Buffet done, we took the train to Arashiyama. One-stop from Kyoto Station — easy.
“Couldn’t come to Kyoto and skip Arashiyama.”
“Yeah — top tier alongside Fushimi Inari and Kinkaku-ji.”
Saga-Arashiyama Station was packed — Japanese and international tourists in equal measure.
“Lots of people in kimono.”
“Kimono in Arashiyama photographs incredibly — there’s a rental place. Should we?”
“I’d rather not.”
“Aw — come on.”
I refused. (Kimono on me feels weird.) She got a sly look.
“Oh — you still have that outstanding punishment, don’t you?”
“What punishment…?”
“Hugging Suzuno in the infirmary and lying about it, remember?”
”!”
She remembered. (When I’d caught Suzuno’s near-fall and tried to hide the contact and the scent gave me away, she’d promised punishment.)

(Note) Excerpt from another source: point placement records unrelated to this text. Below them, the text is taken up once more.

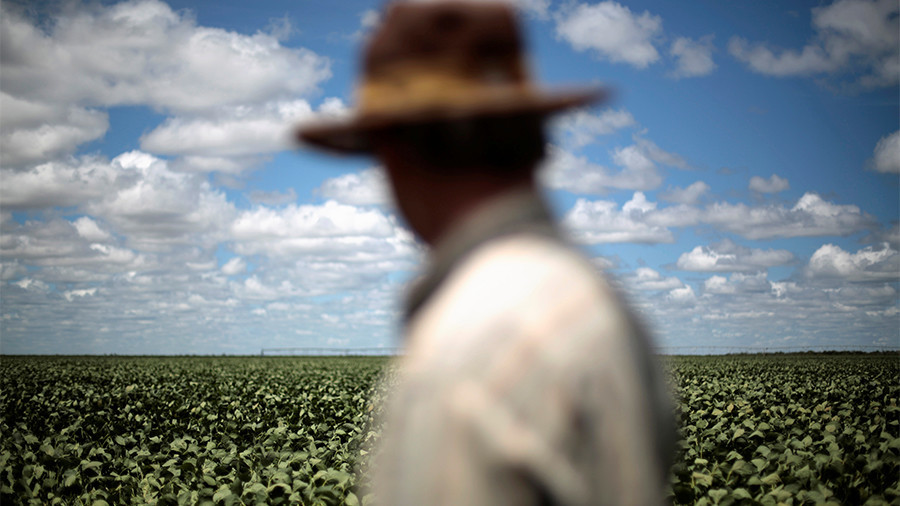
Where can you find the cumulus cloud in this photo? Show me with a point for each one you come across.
(688, 196)
(881, 263)
(611, 31)
(726, 256)
(887, 154)
(367, 187)
(774, 184)
(580, 128)
(718, 285)
(142, 52)
(331, 232)
(694, 57)
(273, 198)
(70, 182)
(647, 279)
(33, 132)
(236, 265)
(238, 131)
(810, 216)
(159, 208)
(594, 222)
(638, 163)
(855, 35)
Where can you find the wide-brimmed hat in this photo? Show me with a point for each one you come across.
(441, 61)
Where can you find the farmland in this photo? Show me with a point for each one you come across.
(798, 429)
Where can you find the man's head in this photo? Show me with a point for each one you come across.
(446, 103)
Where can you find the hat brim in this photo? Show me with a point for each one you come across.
(353, 135)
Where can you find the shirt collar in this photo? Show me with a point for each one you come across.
(516, 211)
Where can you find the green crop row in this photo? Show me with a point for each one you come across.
(108, 430)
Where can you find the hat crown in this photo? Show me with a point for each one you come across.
(470, 41)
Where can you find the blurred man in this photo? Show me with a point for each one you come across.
(526, 380)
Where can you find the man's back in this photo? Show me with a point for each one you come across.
(525, 382)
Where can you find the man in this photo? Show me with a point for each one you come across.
(525, 381)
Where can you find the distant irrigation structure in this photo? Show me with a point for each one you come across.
(767, 350)
(329, 352)
(660, 350)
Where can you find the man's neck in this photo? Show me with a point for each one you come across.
(458, 201)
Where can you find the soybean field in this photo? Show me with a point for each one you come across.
(773, 429)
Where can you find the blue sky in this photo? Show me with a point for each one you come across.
(741, 188)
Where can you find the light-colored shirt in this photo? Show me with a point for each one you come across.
(525, 380)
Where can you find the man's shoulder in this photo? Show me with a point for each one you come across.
(516, 277)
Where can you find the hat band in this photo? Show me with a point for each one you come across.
(415, 87)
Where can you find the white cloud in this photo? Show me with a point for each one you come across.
(273, 198)
(718, 285)
(142, 52)
(647, 279)
(581, 127)
(577, 174)
(34, 132)
(612, 31)
(694, 57)
(600, 221)
(688, 196)
(810, 216)
(812, 60)
(230, 132)
(727, 256)
(887, 154)
(236, 265)
(774, 184)
(331, 233)
(367, 187)
(59, 183)
(684, 294)
(160, 208)
(90, 230)
(868, 264)
(85, 292)
(857, 35)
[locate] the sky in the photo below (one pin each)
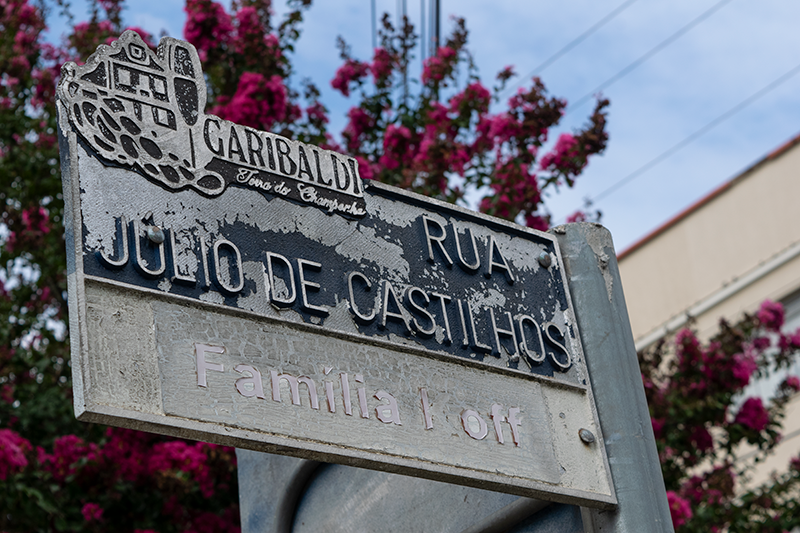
(687, 88)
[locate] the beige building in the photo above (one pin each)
(724, 255)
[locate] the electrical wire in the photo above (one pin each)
(675, 148)
(647, 55)
(569, 46)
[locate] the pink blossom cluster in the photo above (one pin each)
(679, 508)
(24, 22)
(68, 451)
(13, 453)
(259, 102)
(35, 223)
(180, 456)
(563, 156)
(753, 415)
(475, 97)
(208, 26)
(92, 512)
(351, 72)
(436, 67)
(577, 216)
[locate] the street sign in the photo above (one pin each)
(232, 285)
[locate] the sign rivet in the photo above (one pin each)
(545, 260)
(155, 234)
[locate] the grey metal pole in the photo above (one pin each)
(599, 303)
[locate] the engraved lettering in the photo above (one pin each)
(387, 413)
(305, 168)
(122, 241)
(492, 252)
(304, 284)
(348, 406)
(234, 146)
(177, 277)
(505, 333)
(497, 418)
(563, 367)
(419, 309)
(254, 380)
(430, 238)
(390, 298)
(362, 397)
(448, 339)
(202, 365)
(224, 285)
(291, 293)
(533, 358)
(474, 424)
(284, 157)
(426, 408)
(254, 152)
(514, 422)
(220, 149)
(294, 387)
(467, 267)
(359, 316)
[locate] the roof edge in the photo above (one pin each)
(708, 198)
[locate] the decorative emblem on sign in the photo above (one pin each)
(145, 111)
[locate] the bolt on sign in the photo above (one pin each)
(232, 285)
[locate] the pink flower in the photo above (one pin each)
(13, 449)
(561, 154)
(702, 439)
(92, 512)
(395, 142)
(679, 509)
(771, 315)
(437, 67)
(753, 415)
(316, 113)
(259, 102)
(475, 96)
(180, 456)
(351, 72)
(743, 368)
(67, 452)
(658, 426)
(208, 26)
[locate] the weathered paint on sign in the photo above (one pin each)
(213, 296)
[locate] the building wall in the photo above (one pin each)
(723, 256)
(693, 258)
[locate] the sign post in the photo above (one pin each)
(235, 286)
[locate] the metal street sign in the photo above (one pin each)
(235, 286)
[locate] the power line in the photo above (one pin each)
(569, 46)
(653, 51)
(729, 113)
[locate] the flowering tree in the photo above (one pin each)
(442, 140)
(701, 425)
(57, 474)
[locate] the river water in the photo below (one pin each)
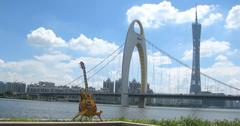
(13, 108)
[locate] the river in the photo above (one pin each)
(14, 108)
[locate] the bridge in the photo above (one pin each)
(162, 68)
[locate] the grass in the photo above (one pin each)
(184, 121)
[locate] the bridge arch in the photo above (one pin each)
(133, 40)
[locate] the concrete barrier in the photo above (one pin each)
(110, 123)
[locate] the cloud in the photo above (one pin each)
(158, 59)
(156, 15)
(1, 61)
(233, 18)
(209, 48)
(42, 37)
(93, 46)
(212, 19)
(53, 57)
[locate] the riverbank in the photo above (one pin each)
(184, 121)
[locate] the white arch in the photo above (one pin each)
(133, 40)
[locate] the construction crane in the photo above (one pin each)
(87, 105)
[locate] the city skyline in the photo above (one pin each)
(49, 44)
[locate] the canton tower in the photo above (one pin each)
(195, 87)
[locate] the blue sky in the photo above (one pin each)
(35, 35)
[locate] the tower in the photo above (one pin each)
(195, 87)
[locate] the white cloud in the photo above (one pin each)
(212, 19)
(156, 15)
(1, 61)
(93, 46)
(233, 18)
(158, 59)
(42, 37)
(53, 57)
(209, 48)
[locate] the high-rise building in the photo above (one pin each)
(195, 87)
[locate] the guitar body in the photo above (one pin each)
(87, 105)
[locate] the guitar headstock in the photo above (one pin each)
(82, 65)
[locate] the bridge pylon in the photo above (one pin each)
(133, 40)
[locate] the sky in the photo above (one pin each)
(44, 40)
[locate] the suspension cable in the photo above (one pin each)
(103, 66)
(182, 63)
(96, 65)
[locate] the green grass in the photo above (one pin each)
(184, 121)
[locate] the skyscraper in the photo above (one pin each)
(195, 87)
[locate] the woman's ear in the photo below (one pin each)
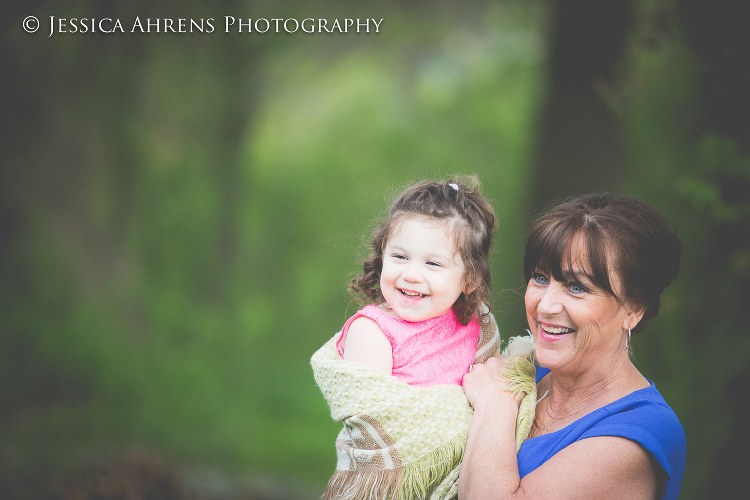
(635, 313)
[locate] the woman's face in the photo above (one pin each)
(575, 324)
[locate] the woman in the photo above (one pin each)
(595, 267)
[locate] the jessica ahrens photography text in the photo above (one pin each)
(226, 24)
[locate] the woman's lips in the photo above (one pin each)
(552, 332)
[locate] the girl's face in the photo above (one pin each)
(422, 275)
(575, 324)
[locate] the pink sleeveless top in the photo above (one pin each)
(431, 352)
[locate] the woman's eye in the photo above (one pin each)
(577, 288)
(540, 279)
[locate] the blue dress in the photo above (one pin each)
(642, 416)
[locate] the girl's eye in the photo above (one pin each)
(577, 288)
(540, 279)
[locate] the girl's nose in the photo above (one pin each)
(412, 274)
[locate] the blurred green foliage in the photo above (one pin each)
(187, 210)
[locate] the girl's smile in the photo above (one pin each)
(422, 274)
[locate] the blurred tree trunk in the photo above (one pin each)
(719, 39)
(578, 146)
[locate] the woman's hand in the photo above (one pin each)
(485, 384)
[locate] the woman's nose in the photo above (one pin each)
(550, 301)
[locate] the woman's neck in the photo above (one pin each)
(569, 398)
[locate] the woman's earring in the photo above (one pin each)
(627, 341)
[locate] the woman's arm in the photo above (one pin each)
(366, 343)
(601, 467)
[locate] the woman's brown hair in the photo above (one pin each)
(642, 242)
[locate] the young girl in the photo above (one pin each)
(427, 277)
(393, 374)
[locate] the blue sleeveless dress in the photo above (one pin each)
(642, 416)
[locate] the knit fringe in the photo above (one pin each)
(522, 375)
(422, 476)
(413, 481)
(361, 485)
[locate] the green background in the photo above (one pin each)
(181, 213)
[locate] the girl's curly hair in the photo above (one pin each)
(467, 216)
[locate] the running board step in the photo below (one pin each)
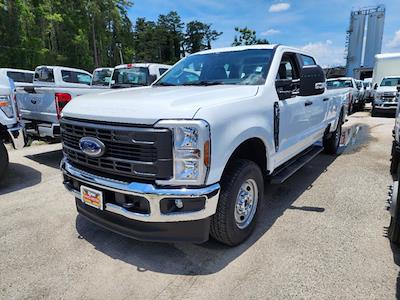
(295, 164)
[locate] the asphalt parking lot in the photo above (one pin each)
(321, 235)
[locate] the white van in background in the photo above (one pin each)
(134, 75)
(102, 77)
(387, 64)
(21, 78)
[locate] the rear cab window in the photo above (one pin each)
(44, 74)
(20, 76)
(307, 60)
(76, 77)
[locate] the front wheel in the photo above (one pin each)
(242, 190)
(3, 160)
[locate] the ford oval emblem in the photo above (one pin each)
(92, 146)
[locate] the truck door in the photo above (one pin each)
(294, 121)
(319, 104)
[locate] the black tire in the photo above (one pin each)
(224, 227)
(331, 140)
(3, 160)
(394, 161)
(394, 227)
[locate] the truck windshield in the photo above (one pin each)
(338, 84)
(390, 81)
(102, 77)
(247, 67)
(128, 77)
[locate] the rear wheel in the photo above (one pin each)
(3, 160)
(242, 189)
(394, 227)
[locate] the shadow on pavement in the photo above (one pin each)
(396, 258)
(211, 257)
(50, 159)
(19, 177)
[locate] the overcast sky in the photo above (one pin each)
(316, 25)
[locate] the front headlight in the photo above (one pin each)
(191, 151)
(6, 106)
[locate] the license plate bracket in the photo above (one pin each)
(92, 197)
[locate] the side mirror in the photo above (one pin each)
(312, 81)
(284, 88)
(152, 78)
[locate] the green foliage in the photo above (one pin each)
(247, 37)
(91, 33)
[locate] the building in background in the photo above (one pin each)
(364, 40)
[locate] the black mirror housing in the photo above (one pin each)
(312, 81)
(152, 78)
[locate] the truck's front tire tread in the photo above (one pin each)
(223, 226)
(3, 160)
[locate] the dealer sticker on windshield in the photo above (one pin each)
(92, 197)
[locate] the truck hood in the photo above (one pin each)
(382, 89)
(147, 105)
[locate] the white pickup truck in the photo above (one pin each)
(53, 87)
(385, 96)
(11, 131)
(186, 158)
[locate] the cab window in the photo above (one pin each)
(307, 60)
(76, 77)
(44, 74)
(288, 68)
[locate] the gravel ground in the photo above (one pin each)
(321, 235)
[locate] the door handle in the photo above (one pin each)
(308, 103)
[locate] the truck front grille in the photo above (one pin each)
(137, 152)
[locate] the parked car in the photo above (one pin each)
(102, 77)
(11, 131)
(53, 87)
(348, 86)
(368, 90)
(394, 195)
(21, 78)
(187, 156)
(138, 74)
(385, 99)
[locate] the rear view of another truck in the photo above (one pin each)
(53, 87)
(11, 131)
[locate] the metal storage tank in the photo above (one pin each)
(355, 42)
(373, 43)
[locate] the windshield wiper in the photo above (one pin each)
(205, 83)
(165, 84)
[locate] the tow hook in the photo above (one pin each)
(391, 201)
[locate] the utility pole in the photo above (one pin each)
(119, 46)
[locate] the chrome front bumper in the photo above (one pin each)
(153, 195)
(17, 136)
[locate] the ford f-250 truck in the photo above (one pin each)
(11, 131)
(187, 157)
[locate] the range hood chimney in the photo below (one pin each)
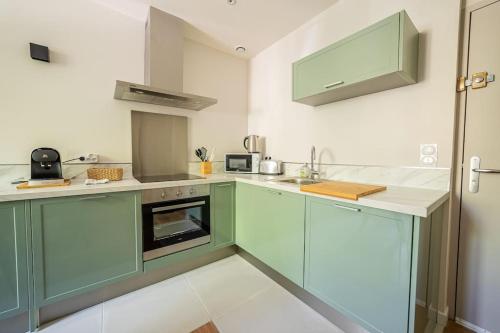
(163, 67)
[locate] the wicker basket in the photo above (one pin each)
(102, 173)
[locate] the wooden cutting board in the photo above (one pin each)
(342, 189)
(25, 186)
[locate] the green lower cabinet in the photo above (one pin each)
(82, 243)
(359, 261)
(222, 202)
(13, 259)
(270, 226)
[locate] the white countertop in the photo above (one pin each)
(406, 200)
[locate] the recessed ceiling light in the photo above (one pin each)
(240, 49)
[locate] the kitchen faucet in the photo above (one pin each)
(314, 173)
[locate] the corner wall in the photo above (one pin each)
(385, 128)
(68, 104)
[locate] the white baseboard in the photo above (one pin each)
(471, 326)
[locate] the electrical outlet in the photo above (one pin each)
(428, 155)
(92, 158)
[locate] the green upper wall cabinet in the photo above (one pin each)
(13, 259)
(359, 261)
(380, 57)
(84, 242)
(223, 214)
(270, 226)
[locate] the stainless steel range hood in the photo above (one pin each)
(150, 95)
(163, 70)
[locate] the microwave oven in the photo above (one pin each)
(242, 163)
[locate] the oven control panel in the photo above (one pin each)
(174, 193)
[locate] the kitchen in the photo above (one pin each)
(238, 192)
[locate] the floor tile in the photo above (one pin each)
(227, 283)
(170, 306)
(85, 321)
(274, 311)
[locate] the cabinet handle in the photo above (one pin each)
(274, 192)
(333, 84)
(223, 185)
(95, 197)
(348, 208)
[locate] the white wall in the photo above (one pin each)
(68, 104)
(379, 129)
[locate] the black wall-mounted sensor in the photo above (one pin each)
(39, 52)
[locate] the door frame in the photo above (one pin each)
(458, 151)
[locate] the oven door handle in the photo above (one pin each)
(173, 207)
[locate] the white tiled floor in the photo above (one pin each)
(232, 293)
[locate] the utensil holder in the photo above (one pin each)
(206, 168)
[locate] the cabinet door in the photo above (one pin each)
(380, 57)
(369, 53)
(13, 259)
(84, 242)
(222, 199)
(270, 226)
(358, 260)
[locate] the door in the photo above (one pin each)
(13, 260)
(85, 242)
(478, 285)
(358, 260)
(270, 226)
(366, 54)
(223, 214)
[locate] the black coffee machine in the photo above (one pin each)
(45, 164)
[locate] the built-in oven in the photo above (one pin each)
(175, 219)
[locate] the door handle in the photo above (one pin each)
(486, 170)
(475, 171)
(274, 192)
(96, 197)
(333, 84)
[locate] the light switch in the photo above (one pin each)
(428, 155)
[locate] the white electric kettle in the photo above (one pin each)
(251, 143)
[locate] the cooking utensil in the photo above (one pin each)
(342, 189)
(204, 153)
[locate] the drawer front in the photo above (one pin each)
(13, 260)
(367, 54)
(85, 242)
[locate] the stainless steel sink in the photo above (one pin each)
(299, 181)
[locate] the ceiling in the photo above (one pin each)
(254, 24)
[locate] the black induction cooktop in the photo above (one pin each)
(166, 178)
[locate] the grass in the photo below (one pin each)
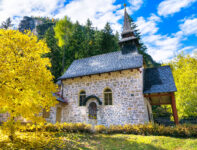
(60, 140)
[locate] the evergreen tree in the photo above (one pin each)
(142, 48)
(6, 24)
(55, 53)
(63, 30)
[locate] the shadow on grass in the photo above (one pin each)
(75, 141)
(107, 142)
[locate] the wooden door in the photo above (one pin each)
(58, 114)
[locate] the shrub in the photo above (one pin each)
(100, 129)
(140, 129)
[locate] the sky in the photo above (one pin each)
(167, 27)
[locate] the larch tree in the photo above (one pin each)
(26, 83)
(184, 69)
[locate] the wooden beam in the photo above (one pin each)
(174, 110)
(160, 103)
(158, 95)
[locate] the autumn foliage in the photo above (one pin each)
(25, 82)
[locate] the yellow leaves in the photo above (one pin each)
(25, 82)
(184, 69)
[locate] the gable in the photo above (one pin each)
(158, 80)
(104, 63)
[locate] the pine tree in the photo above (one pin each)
(142, 48)
(55, 53)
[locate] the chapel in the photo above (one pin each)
(114, 88)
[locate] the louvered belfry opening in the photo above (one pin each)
(129, 42)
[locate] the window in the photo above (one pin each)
(108, 97)
(82, 97)
(58, 114)
(92, 110)
(46, 114)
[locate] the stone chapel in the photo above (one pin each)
(114, 88)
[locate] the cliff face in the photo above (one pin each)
(37, 25)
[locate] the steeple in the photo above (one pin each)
(129, 41)
(127, 23)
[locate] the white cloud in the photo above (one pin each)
(135, 5)
(20, 8)
(164, 47)
(189, 27)
(99, 11)
(169, 7)
(160, 47)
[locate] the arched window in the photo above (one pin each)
(108, 97)
(92, 110)
(82, 96)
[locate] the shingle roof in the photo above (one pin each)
(103, 63)
(157, 80)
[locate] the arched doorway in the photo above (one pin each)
(92, 111)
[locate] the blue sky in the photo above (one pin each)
(168, 27)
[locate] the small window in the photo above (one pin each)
(46, 114)
(108, 97)
(82, 97)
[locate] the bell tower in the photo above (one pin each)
(129, 41)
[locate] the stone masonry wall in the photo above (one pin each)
(129, 106)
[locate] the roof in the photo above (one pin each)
(109, 62)
(157, 80)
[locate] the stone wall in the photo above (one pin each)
(129, 105)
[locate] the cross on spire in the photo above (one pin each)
(127, 23)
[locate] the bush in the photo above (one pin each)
(140, 129)
(100, 129)
(58, 127)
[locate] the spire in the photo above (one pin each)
(129, 41)
(127, 23)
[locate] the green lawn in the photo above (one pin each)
(96, 142)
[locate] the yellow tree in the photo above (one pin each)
(26, 84)
(184, 69)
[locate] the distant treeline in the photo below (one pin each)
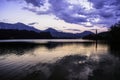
(113, 35)
(23, 34)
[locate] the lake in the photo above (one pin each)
(59, 59)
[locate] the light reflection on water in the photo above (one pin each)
(53, 61)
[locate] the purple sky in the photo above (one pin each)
(64, 15)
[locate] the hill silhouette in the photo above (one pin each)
(111, 36)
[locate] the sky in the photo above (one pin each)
(64, 15)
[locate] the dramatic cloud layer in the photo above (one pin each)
(82, 12)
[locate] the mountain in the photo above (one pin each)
(59, 34)
(17, 26)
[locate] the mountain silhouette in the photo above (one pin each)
(22, 31)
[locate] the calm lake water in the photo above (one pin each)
(58, 60)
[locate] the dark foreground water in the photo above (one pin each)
(59, 60)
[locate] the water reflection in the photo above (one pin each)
(57, 61)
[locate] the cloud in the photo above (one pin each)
(36, 3)
(33, 23)
(95, 12)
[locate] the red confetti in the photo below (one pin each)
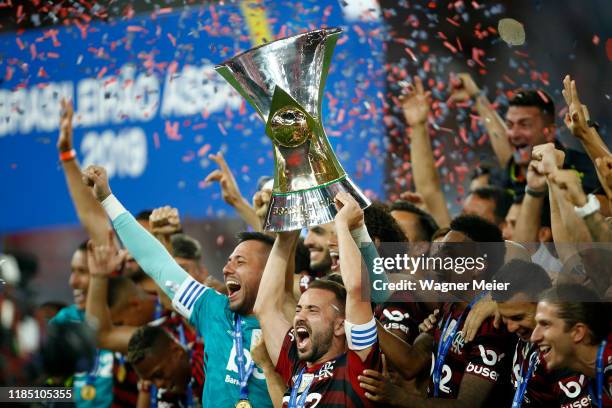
(453, 22)
(172, 39)
(102, 72)
(409, 52)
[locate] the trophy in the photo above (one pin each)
(284, 80)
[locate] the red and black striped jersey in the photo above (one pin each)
(487, 357)
(125, 383)
(172, 322)
(548, 389)
(333, 384)
(607, 367)
(401, 316)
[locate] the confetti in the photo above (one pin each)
(511, 31)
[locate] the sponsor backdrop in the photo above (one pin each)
(150, 107)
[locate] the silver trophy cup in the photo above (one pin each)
(284, 81)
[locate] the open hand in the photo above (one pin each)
(349, 213)
(229, 188)
(96, 177)
(569, 182)
(577, 114)
(463, 88)
(64, 142)
(415, 103)
(165, 221)
(547, 158)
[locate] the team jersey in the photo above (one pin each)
(168, 399)
(554, 389)
(208, 311)
(607, 367)
(402, 315)
(103, 375)
(125, 383)
(333, 384)
(487, 357)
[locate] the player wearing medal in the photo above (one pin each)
(226, 324)
(534, 385)
(573, 331)
(158, 356)
(464, 374)
(312, 356)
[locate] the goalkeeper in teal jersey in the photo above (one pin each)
(226, 324)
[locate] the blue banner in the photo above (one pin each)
(150, 107)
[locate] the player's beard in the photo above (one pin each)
(320, 344)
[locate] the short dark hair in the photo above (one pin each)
(255, 236)
(523, 277)
(502, 199)
(440, 232)
(334, 277)
(480, 230)
(146, 340)
(337, 289)
(144, 215)
(483, 169)
(119, 289)
(579, 304)
(538, 98)
(428, 225)
(184, 246)
(477, 228)
(381, 224)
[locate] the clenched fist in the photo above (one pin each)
(96, 177)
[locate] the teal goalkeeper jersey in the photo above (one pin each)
(215, 323)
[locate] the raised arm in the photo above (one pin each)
(231, 193)
(530, 215)
(101, 262)
(150, 254)
(577, 121)
(89, 211)
(569, 183)
(270, 298)
(466, 89)
(359, 322)
(415, 105)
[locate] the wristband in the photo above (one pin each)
(361, 236)
(591, 207)
(113, 207)
(536, 193)
(360, 336)
(68, 155)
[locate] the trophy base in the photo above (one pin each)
(306, 208)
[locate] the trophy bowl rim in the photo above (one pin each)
(331, 30)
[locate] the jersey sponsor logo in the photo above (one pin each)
(232, 364)
(312, 400)
(489, 357)
(572, 389)
(458, 343)
(395, 315)
(396, 326)
(584, 402)
(327, 371)
(482, 371)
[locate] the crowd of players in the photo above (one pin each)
(295, 322)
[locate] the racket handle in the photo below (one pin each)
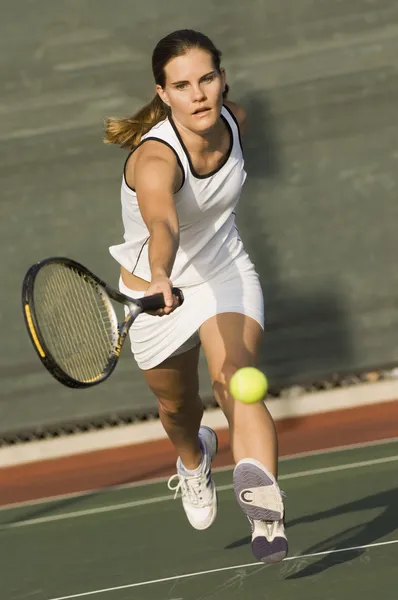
(156, 301)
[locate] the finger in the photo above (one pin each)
(168, 298)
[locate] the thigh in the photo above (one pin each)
(230, 341)
(175, 379)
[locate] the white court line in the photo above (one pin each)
(245, 566)
(158, 499)
(157, 480)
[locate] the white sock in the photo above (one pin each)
(181, 468)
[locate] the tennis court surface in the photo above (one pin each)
(134, 542)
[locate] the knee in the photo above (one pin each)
(176, 401)
(220, 383)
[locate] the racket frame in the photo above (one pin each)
(106, 293)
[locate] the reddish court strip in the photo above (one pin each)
(154, 459)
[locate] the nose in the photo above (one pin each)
(198, 94)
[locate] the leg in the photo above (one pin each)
(231, 341)
(175, 383)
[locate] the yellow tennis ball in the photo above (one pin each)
(248, 385)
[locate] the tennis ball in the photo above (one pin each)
(248, 385)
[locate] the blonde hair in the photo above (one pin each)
(127, 132)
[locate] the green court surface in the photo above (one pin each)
(134, 542)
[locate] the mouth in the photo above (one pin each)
(200, 112)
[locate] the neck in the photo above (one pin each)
(201, 142)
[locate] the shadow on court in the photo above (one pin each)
(353, 537)
(307, 328)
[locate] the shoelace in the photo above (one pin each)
(190, 487)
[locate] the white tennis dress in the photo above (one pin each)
(211, 266)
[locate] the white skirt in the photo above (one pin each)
(236, 289)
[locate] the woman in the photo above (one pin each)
(182, 182)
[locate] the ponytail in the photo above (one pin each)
(127, 132)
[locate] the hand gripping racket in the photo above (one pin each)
(72, 323)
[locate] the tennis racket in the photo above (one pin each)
(72, 322)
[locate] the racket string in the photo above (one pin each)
(77, 322)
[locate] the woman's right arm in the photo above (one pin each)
(155, 175)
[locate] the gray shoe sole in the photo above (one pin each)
(269, 506)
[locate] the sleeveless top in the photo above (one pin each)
(205, 204)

“Punishment = kimono. Right?”
”…Fine.”
I conceded. We went to the rental shop near the station.
I picked fast. Kano deliberated.
“Black or blue — which suits me?”
“Both, honestly.”
“That’s why I’m stuck.”
She’d looked great in black (the Tokyo Summer Hills swimsuit) and blue (the Sumida fireworks yukata).
”…How about a kimono with both colors?”
“Brilliant — I missed that.”
Settled. They fitted us professionally.
“Suits you, as expected.”
“Your green one isn’t bad either.”
“Isn’t bad is a phrasing.”
We left. Outside — every gaze on Kano. The gal-look-plus-kimono combo had multiplied her presence.
“Mini-celebrity feel.”
“The hate-stares men are sending me — please, mercy…”
(If looks could kill I’d be dead a dozen times in the last minute.)
“To the Togetsukyo Bridge.”
“Yes.”
The bridge was crowded. Walking side by side, someone bumped Kano — she lost balance.
“Wah?!”
I grabbed her waist instinctively.
”…Are you going to keep holding me?”
“Ah, sorry!”
We’d been staring. I scrambled to release her. (Her expression looked… almost regretful.)
“Hands? To not fall again.”
“Yes — let’s.”
She took my hand and laced fingers — lover-style.
“W-why this style?”
“More secure.”
“Maybe but —”
(First time I’d done lover-fingers with anyone.)
“You don’t like?”
”…I don’t dislike it.”
“Then we’re fine.”
So lover-fingers held. To outsiders we were a couple — possibly more couple-y than actual couples passing us.